Joint Multi-scale Gated Transformer and Prior-guided Convolutional Network for Learned Image Compression
Zhengxin Chen, Xiaohai He, Tingrong Zhang, Shuhua Xiong, Chao Ren
TL;DR
The paper addresses the RD performance gap in learned image compression by introducing two novel components: prior-guided convolution (PGConv) to strengthen local feature extraction, and a multi-scale gated transformer (MGT) to enhance non-local context modeling. These are integrated into a joint framework called MGTPCN, combining an analysis/synthesis transform pair with an entropy model. Empirical results on Kodak and Tecnick show that MGTPCN achieves superior rate-distortion performance with favorable parameter and computation trade-offs, outperforming several state-of-the-art methods. The work demonstrates that targeted architectural innovations in both local and non-local transforms can yield meaningful gains in learned image compression efficiency and reconstruction fidelity.
Abstract
Recently, learned image compression methods have made remarkable achievements, some of which have outperformed the traditional image codec VVC. The advantages of learned image compression methods over traditional image codecs can be largely attributed to their powerful nonlinear transform coding. Convolutional layers and shifted window transformer (Swin-T) blocks are the basic units of neural networks, and their representation capabilities play an important role in nonlinear transform coding.
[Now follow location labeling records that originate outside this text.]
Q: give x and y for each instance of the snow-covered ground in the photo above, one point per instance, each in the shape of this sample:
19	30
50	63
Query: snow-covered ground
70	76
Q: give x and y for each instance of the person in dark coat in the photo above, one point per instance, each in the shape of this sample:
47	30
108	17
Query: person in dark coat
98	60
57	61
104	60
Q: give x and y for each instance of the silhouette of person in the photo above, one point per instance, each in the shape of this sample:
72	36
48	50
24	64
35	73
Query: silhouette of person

In this paper, to improve the ability of the vanilla convolution to extract local features, we propose a novel prior-guided convolution (PGConv), where asymmetric convolutions (AConvs) and difference convolutions (DConvs) are introduced to strengthen skeleton elements and extract high-frequency information, respectively. A re-parameterization strategy is also used to reduce the computational complexity of PGConv. Moreover, to improve the ability of the Swin-T block to extract non-local features, we propose a novel multi-scale gated transformer (MGT), where dilated window-based multi-head self-attention blocks with different dilation rates and depth-wise convolution layers with different kernel sizes are used to extract multi-scale features, and a gate mechanism is introduced to enhance non-linearity. Finally, we propose a novel joint Multi-scale Gated Transformer and Prior-guided Convolutional Network (MGTPCN) for learned image compression. Experimental results show that our MGTPCN surpasses state-of-the-art algorithms with a better trade-off between performance and complexity.